Es sind die bildlichen Übersetzungen Weyhes, die diesem Comic eine einzigartige Note verleihen. Sie sind eng mit dem eigenen kulturellen Werdegang der Zeichnerin verknüpft, die ihre Bildsprache im Lauf des letzten Jahrzehnts aus ihrem Erlebnis- und Erinnerungsfundus entwickelt und verfeinert hat. Bereits in ihrem Debüt Ich weiß (2008), das im letzten Jahr in einer Neuauflage erschien, hat sie einen Bilderschatz vorgelegt, der sich aus afrikanischen Mythen und Märchen ebenso zusammensetzt wie aus beobachteten Details der Pflanzen- und Tierwelt oder erdachten allegorischen Bildern. Während Ich weiß in Schwarzweiß gezeichnet ist, hat Weyhe in Madgermanes (2016) die Zeichnung um einen Braunton erweitert und dabei eigene Möglichkeiten des Ineinander und Übereinander von Zeichnung und Kolorierung entdeckt. Madgermanes – unter anderem mit dem renommiertesten deutschen Comicpreis, dem Max-und-Moritz-Preis, ausgezeichnet – ist ein herzzerreißendes Stück Aufarbeitung deutsch-afrikanischer Geschichte. Die Madgermanes, wie sie in Mosambik genannt werden, eine Wortschöpfung aus Mad Germans und Made in Germany, sind mosambikanische Vertragsarbeiter_innen, die Ende der 1970er-Jahre in die DDR eingeladen wurden, um eine Ausbildung zu erhalten, die ihnen für den Aufbau ihres Bruderstaates nützlich sein sollte. Ihre Geschichte, die bitter von Anfang an ist und sich tragisch mit dem Ende der DDR wendet, hat Weyhe aus vielen Einzelepisoden anschaulich zusammengesetzt und atemberaubend erzählt.
Ein paar Striche.
In German Calendar No December nimmt die Zeichnerin zwei weitere Farben, Rot und Grün, mit einigen Abtönungen dazu.

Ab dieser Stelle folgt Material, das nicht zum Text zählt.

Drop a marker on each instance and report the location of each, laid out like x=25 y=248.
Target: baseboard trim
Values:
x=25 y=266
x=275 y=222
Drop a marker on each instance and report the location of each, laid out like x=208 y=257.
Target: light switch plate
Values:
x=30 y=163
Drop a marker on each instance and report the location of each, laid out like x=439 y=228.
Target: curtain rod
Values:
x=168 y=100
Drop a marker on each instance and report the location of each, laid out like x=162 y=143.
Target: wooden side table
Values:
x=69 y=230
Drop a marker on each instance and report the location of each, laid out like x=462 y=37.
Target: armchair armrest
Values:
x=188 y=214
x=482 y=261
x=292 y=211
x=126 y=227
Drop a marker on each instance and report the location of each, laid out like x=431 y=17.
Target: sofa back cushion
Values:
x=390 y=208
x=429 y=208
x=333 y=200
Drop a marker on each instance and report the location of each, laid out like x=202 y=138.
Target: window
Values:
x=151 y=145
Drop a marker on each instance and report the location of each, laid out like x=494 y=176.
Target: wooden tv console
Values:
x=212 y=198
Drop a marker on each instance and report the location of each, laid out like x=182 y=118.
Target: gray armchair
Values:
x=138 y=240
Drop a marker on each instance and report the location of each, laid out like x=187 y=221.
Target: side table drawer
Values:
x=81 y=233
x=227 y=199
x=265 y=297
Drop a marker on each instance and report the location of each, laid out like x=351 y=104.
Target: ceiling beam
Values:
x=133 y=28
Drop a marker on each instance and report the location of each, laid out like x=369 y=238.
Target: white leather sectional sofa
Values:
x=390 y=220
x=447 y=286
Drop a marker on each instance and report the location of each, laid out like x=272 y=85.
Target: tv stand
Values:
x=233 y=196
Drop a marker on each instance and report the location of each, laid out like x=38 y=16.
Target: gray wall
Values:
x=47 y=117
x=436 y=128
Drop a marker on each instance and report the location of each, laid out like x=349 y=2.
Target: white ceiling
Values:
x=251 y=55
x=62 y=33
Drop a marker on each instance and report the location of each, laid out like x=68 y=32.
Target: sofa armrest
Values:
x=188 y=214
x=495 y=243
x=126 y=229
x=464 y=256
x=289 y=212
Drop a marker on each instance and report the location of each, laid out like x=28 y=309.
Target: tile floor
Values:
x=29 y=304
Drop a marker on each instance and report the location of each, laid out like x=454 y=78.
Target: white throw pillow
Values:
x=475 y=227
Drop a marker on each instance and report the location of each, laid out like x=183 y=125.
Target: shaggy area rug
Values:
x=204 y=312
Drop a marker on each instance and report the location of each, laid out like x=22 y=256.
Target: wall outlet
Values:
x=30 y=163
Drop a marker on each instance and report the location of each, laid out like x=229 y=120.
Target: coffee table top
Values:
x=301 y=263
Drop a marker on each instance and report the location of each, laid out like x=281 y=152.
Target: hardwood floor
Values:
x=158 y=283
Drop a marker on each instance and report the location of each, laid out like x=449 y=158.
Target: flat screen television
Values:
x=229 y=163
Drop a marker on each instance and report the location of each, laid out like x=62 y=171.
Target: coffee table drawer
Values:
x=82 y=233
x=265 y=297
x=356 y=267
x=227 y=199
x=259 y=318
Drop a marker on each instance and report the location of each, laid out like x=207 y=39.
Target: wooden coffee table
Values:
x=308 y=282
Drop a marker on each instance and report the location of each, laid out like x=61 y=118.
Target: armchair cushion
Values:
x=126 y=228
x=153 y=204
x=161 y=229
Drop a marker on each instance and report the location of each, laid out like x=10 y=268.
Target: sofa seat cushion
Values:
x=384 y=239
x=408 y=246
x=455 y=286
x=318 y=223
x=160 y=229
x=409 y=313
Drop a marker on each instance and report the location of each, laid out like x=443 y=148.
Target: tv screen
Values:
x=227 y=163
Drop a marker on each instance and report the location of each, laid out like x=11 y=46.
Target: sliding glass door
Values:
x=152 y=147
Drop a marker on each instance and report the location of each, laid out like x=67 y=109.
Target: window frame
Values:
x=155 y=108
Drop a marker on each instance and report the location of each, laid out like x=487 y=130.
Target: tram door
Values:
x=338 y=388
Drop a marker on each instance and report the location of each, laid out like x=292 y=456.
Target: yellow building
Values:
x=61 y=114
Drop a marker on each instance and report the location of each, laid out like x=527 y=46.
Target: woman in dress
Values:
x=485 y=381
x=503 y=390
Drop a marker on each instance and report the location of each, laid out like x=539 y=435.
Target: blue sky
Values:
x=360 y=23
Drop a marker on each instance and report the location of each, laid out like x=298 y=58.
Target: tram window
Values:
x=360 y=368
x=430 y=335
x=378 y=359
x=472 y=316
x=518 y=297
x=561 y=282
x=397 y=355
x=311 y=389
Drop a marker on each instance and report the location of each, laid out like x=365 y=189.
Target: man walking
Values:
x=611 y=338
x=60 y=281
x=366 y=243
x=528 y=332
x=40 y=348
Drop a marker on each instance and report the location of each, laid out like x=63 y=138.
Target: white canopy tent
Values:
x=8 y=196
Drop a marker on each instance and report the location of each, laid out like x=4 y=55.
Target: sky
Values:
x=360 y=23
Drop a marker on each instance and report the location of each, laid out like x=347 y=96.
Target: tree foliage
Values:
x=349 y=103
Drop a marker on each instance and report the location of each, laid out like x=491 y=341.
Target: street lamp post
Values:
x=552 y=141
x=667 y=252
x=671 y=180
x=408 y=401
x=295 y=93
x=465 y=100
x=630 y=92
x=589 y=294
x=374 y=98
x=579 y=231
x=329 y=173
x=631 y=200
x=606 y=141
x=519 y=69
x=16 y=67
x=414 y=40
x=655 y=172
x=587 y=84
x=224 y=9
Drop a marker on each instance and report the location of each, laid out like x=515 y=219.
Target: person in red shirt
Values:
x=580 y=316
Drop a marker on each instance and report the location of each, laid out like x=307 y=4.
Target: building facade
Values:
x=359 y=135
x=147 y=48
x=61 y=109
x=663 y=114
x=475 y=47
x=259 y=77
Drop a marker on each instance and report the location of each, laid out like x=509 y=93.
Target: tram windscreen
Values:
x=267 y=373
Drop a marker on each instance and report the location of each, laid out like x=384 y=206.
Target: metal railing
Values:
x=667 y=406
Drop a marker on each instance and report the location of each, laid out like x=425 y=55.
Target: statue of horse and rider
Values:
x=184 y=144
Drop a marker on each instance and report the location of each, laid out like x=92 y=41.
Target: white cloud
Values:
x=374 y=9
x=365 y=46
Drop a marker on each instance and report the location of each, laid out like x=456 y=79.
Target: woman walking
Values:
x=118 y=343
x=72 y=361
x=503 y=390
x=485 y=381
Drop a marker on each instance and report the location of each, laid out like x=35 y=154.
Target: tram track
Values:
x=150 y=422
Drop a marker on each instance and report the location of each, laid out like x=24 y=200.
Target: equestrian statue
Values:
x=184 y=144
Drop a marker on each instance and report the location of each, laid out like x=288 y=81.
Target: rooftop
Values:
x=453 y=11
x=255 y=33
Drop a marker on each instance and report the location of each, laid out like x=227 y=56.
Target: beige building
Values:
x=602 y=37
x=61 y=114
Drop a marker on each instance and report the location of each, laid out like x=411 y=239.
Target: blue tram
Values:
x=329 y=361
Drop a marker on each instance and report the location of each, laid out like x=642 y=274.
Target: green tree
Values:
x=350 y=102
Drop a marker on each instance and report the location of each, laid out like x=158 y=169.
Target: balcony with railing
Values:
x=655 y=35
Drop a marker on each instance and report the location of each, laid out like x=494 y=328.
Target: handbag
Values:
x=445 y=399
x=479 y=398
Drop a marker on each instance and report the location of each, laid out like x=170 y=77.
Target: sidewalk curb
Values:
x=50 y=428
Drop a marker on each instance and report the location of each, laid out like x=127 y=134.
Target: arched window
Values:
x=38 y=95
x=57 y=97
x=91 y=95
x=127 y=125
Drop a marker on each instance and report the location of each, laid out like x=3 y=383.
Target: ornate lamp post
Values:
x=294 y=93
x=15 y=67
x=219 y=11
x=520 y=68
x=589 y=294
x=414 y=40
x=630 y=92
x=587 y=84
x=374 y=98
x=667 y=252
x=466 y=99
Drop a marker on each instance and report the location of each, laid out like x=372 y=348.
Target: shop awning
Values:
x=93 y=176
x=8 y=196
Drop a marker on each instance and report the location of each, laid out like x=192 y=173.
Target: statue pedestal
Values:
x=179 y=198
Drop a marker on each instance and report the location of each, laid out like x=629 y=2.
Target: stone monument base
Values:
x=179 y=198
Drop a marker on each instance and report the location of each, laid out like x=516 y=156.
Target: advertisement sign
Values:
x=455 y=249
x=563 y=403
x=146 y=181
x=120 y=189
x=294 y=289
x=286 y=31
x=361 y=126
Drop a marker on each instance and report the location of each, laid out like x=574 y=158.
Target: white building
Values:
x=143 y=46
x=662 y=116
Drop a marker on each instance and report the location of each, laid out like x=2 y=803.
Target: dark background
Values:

Mit ihren ästhetischen Formen zeichnerischer Überblendung vermittelt sie auf anschauliche Weise Vielschichtigkeit und Überlagerung, insbesondere in den Kollisionen unterschiedlicher Bilder von Vorstellung und Realität, von einer Kultur und einer anderen. Als ob es sich um mehrere übereinandergelegte Folien mit unterschiedlichen Zeichnungen handelt, spiegeln manche Panels gleichsam das Ineinander von Bildern in unserem Kopf.
Und dennoch ist es wenig, was Weyhe braucht, um die Intensität von Gefühlen darzustellen, sei es unermessliche Freude, unbändige Aufregung oder bittere Enttäuschung und schroffe Entzauberung: ein paar Punkte, ein paar Striche oder einen Schwarm davon.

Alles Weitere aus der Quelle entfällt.